Mandatory sentencing guidelines are present for most crimes in England, with the judge sentencing a defendant upon a verdict of guilty.

A “solicitor” generally has all of the contact with the client, performs all the legal research and prepares legal memorandums and motions. All trial preparation is generally handled by the “solicitor”. A “barrister” is the attorney who actually appears as lead counsel in court for the client. The “barrister” is hired or retained by the “solicitor” and the “solicitor” must pay the “barrister” for his services regardless of whether or not the client pays the “solicitor.”
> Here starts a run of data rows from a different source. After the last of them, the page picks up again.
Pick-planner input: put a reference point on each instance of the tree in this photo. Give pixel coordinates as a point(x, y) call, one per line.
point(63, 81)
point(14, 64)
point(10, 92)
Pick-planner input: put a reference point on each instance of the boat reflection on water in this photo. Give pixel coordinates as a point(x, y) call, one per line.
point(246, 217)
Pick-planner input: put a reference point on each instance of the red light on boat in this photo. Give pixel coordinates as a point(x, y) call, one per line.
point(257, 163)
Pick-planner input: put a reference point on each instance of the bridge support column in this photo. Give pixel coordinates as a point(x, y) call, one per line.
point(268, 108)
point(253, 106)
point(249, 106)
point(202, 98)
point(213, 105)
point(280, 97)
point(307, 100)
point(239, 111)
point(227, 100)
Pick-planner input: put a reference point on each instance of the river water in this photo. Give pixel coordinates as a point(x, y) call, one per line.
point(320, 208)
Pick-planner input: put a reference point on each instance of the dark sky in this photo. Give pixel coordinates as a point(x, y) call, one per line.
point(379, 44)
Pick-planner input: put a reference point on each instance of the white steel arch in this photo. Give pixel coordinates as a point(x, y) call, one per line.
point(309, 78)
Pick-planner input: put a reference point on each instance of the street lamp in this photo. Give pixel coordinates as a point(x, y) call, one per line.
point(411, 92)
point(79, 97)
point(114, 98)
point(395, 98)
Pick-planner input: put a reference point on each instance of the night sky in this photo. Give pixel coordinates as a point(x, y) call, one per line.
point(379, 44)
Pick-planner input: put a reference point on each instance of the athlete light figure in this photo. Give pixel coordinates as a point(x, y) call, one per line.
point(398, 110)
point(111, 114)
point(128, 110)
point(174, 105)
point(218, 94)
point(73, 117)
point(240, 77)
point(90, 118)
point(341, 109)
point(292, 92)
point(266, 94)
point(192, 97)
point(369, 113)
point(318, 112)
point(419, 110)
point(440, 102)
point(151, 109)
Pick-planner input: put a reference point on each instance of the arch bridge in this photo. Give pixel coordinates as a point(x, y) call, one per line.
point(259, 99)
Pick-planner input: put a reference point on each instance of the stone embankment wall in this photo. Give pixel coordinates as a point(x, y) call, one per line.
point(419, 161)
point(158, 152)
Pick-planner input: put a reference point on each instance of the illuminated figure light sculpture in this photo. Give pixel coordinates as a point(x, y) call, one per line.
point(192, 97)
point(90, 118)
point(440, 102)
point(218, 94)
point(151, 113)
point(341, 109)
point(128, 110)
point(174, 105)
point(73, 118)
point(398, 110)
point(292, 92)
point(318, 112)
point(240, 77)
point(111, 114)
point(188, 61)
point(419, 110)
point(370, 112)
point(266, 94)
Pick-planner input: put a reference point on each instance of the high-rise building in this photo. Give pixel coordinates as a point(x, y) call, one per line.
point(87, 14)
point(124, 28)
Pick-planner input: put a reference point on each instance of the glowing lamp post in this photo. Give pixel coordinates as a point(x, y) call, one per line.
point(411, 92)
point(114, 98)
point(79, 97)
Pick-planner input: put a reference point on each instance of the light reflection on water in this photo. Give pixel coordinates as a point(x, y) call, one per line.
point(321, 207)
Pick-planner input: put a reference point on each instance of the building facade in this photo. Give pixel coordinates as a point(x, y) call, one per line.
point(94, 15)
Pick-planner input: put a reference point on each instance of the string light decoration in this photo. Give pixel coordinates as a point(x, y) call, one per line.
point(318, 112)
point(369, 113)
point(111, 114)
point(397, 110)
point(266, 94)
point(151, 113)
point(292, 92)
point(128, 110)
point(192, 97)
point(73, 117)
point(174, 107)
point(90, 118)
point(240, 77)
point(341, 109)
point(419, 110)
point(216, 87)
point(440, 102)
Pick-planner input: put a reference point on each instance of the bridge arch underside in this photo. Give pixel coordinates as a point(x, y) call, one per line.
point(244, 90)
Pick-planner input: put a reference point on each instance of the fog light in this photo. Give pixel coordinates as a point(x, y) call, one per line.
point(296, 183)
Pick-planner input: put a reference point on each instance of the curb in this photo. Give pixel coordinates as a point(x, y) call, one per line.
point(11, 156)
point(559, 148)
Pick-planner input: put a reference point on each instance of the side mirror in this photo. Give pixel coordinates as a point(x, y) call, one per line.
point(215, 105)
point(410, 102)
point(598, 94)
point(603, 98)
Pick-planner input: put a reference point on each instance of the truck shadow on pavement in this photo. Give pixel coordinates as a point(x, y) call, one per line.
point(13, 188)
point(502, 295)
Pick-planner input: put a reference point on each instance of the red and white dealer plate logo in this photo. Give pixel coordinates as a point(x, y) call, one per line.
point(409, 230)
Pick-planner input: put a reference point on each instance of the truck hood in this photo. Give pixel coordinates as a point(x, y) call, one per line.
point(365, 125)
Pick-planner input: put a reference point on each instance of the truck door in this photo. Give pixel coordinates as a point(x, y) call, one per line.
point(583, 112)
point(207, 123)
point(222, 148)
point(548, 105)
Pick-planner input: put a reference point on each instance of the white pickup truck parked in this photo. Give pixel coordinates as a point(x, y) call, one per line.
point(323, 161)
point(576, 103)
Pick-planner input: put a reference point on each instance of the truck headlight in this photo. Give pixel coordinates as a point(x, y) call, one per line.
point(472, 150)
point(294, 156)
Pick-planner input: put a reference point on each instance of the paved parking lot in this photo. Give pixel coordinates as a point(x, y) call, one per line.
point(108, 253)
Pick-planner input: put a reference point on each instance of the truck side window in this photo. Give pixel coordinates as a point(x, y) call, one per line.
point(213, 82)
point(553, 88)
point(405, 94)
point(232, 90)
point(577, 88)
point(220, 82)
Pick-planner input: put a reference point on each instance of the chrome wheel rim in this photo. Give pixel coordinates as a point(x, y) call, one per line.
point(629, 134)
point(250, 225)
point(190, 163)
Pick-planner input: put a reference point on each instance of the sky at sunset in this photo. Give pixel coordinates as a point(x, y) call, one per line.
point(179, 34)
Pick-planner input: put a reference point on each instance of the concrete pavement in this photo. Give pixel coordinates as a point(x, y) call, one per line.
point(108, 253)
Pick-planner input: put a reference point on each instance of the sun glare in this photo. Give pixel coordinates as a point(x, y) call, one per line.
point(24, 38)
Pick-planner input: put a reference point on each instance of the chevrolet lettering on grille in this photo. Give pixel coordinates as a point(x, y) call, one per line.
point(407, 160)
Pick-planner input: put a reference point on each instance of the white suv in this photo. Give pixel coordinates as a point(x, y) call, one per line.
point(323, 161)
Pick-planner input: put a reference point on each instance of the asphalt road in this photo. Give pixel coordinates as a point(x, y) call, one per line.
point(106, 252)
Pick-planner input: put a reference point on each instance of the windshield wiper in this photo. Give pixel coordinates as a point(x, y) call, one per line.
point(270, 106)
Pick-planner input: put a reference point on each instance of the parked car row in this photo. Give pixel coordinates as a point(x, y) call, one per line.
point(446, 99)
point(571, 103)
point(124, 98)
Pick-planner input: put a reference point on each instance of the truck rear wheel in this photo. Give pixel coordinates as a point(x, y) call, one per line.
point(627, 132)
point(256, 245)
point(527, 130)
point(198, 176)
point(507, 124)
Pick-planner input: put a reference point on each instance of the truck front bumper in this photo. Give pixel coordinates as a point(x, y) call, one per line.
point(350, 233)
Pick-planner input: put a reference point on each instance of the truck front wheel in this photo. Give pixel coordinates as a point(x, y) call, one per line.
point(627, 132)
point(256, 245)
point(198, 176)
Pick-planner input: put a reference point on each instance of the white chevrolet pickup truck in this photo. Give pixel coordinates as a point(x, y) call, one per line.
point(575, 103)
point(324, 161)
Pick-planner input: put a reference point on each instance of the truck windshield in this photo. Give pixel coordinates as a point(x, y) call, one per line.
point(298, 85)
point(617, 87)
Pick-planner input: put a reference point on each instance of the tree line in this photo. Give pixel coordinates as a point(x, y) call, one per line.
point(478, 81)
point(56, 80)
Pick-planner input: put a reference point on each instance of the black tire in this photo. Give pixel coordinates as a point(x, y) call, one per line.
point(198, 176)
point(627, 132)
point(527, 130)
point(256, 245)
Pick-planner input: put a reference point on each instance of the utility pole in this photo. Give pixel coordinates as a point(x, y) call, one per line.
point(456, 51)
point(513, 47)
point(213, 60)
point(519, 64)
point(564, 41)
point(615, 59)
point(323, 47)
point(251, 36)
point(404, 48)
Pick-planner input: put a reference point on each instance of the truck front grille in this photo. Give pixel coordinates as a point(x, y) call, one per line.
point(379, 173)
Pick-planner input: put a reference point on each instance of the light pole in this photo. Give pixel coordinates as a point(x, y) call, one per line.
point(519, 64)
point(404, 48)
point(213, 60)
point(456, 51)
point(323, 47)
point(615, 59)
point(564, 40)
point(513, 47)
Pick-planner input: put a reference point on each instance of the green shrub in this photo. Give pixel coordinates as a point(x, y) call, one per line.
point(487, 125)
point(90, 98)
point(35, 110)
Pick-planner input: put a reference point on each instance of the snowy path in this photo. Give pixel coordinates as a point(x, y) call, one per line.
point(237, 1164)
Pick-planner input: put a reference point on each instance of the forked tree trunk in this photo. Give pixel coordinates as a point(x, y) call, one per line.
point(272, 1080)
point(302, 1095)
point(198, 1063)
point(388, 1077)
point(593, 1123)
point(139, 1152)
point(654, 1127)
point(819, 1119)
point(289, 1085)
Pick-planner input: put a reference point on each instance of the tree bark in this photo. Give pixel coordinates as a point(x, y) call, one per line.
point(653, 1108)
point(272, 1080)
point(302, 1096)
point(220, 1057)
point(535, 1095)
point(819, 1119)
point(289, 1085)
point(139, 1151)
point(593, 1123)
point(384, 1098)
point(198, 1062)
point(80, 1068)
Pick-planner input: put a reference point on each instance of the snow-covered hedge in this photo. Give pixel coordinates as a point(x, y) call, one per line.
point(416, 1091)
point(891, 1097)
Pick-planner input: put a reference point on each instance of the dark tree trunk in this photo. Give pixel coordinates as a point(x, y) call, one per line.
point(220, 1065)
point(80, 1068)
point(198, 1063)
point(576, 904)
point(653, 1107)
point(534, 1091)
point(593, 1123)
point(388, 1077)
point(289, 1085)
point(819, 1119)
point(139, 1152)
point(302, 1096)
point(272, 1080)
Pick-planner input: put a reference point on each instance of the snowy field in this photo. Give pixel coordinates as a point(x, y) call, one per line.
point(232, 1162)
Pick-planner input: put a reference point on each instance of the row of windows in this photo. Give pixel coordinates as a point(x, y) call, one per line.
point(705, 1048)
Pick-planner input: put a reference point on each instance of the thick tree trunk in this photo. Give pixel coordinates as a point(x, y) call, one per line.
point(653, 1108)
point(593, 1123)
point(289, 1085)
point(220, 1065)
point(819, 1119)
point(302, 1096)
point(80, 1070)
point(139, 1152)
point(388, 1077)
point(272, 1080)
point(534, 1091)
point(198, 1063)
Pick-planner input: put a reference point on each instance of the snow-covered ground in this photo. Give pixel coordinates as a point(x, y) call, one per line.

In England it is very common for private attorneys to continually switch roles within the system. Again, this is a major departure from American practice. Private solicitors and barristers can be hired on a case-by-case basis by the government to serve as a prosecutor. It is very common for private attorneys in England to serve as a judge for a year or two and then return to private practice as either a solicitor or a barrister.

Finally, at the conclusion of the discovery process in England, both the prosecution and the defense are mandated and required to file a joint “case statement” with the court. This document is presented to the jury and contains all points of agreement and stipulations that are present in the case. The “case statement” also outlines specifically points that are contested between the government and the defense. Neither party is allowed to vary from the agreed upon “case statement” submitted to the court prior to the start of the trial.